Si los acuerdos a que están llegando ahora Brasil y Estados Unidos -además de los que afanosamente busca Uruguay con la superpotencia- son problemáticos en sí mismos porque aislan cada vez más a Venezuela y Cuba, debilitan los itinerarios que parecen buscar Bolivia y Ecuador, tienen el “valor agregado” de que pavimentan un nuevo ciclo de acumulación de capital en el que las multinacionales estadounidenses jugarán un papel destacado.

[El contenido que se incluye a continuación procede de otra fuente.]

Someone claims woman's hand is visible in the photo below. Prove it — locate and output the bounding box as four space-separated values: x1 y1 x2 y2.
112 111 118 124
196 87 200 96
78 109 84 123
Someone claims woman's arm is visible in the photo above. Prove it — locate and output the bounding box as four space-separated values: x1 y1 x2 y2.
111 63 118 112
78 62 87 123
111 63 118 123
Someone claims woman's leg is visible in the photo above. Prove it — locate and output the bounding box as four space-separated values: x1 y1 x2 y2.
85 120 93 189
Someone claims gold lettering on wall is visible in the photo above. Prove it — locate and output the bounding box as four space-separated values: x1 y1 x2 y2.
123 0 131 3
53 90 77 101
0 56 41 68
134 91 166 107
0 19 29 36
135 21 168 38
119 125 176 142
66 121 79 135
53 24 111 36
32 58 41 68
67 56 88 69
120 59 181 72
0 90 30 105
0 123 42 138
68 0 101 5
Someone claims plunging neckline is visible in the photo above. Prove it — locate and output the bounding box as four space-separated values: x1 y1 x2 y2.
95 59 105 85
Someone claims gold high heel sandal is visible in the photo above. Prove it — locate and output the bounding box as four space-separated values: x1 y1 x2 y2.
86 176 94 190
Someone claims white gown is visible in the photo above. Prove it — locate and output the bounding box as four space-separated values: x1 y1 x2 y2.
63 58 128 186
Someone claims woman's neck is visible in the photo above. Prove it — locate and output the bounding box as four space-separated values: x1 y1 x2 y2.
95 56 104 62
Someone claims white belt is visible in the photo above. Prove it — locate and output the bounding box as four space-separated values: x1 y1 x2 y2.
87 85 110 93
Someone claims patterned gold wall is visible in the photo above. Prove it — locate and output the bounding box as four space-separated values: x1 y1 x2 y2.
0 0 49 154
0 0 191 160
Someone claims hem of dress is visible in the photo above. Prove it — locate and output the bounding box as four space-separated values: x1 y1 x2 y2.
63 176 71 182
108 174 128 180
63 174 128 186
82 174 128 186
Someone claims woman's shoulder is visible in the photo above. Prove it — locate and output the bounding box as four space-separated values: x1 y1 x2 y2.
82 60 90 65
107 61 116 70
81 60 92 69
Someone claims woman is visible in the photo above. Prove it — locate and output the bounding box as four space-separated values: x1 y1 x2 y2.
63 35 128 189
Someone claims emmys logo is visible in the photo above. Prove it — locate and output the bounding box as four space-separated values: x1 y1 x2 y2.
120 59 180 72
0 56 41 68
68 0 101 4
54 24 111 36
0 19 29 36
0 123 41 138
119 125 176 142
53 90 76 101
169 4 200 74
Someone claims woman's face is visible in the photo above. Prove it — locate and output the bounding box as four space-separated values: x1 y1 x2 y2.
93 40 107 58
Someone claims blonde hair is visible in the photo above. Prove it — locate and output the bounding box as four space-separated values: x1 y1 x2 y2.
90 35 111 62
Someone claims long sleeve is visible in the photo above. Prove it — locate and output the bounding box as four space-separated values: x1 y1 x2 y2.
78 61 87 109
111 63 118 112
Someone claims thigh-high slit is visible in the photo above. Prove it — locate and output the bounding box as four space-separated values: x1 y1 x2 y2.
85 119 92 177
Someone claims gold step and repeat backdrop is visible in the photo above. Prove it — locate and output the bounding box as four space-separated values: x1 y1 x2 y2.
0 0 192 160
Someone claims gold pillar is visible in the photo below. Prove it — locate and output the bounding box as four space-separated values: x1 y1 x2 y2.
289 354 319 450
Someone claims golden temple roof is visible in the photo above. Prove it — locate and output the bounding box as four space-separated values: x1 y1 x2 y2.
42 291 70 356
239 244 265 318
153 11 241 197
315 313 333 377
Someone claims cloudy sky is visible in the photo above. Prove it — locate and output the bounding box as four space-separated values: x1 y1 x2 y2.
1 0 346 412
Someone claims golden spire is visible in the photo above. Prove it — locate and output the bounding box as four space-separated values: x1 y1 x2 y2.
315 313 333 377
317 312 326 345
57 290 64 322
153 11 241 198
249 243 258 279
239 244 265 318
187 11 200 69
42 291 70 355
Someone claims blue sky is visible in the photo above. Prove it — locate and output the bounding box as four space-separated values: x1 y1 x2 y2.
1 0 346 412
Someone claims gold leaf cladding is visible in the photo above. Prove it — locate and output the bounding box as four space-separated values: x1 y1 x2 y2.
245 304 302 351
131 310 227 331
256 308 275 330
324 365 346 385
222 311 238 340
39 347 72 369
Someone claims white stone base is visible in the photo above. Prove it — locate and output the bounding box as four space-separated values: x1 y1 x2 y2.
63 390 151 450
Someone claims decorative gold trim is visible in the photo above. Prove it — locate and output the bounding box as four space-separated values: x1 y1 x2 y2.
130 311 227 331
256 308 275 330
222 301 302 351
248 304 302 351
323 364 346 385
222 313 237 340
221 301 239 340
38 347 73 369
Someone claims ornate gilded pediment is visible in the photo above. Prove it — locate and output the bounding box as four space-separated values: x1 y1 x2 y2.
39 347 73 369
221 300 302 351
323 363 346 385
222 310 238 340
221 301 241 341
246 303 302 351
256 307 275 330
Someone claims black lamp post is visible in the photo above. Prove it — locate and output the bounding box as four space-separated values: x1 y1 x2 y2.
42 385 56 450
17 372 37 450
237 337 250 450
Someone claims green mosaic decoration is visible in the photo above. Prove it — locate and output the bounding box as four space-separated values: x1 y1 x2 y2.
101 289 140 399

Es bueno decirlo con claridad: los que luchamos por cambios estamos a la defensiva. Y necesitamos tomar conciencia de la situación para actuar en consecuencia. Un buen camino es el que han empredido las centrales sindicales y movimientos populares de Brasil con su encuentro del pasado 25 de marzo en Sao Paulo. Un editorial de Correio da Cidadanía cree que “puede ser un marco histórico importante de una nueva fase de lucha popular”, ya que podrían abordarse algunas debilidades que pusieron a los movimientos a la defensiva “desde que Fernando Henrique Cardoso quebró la espina dorsal del sindicato de los petroleros, hace diez años”. Señala que nuestra lucha “continurá siendo de resistencia por mucho tiempo, porque las fuerzas de la burguesía son muy superiores”. Prueba de ello es que el segundo gobierno Lula presenta un gabinete considerablemente más a la derecha que el del primer gobierno. Síntoma de los nuevos tiempos: derechización arriba, reorganización y claridad abajo.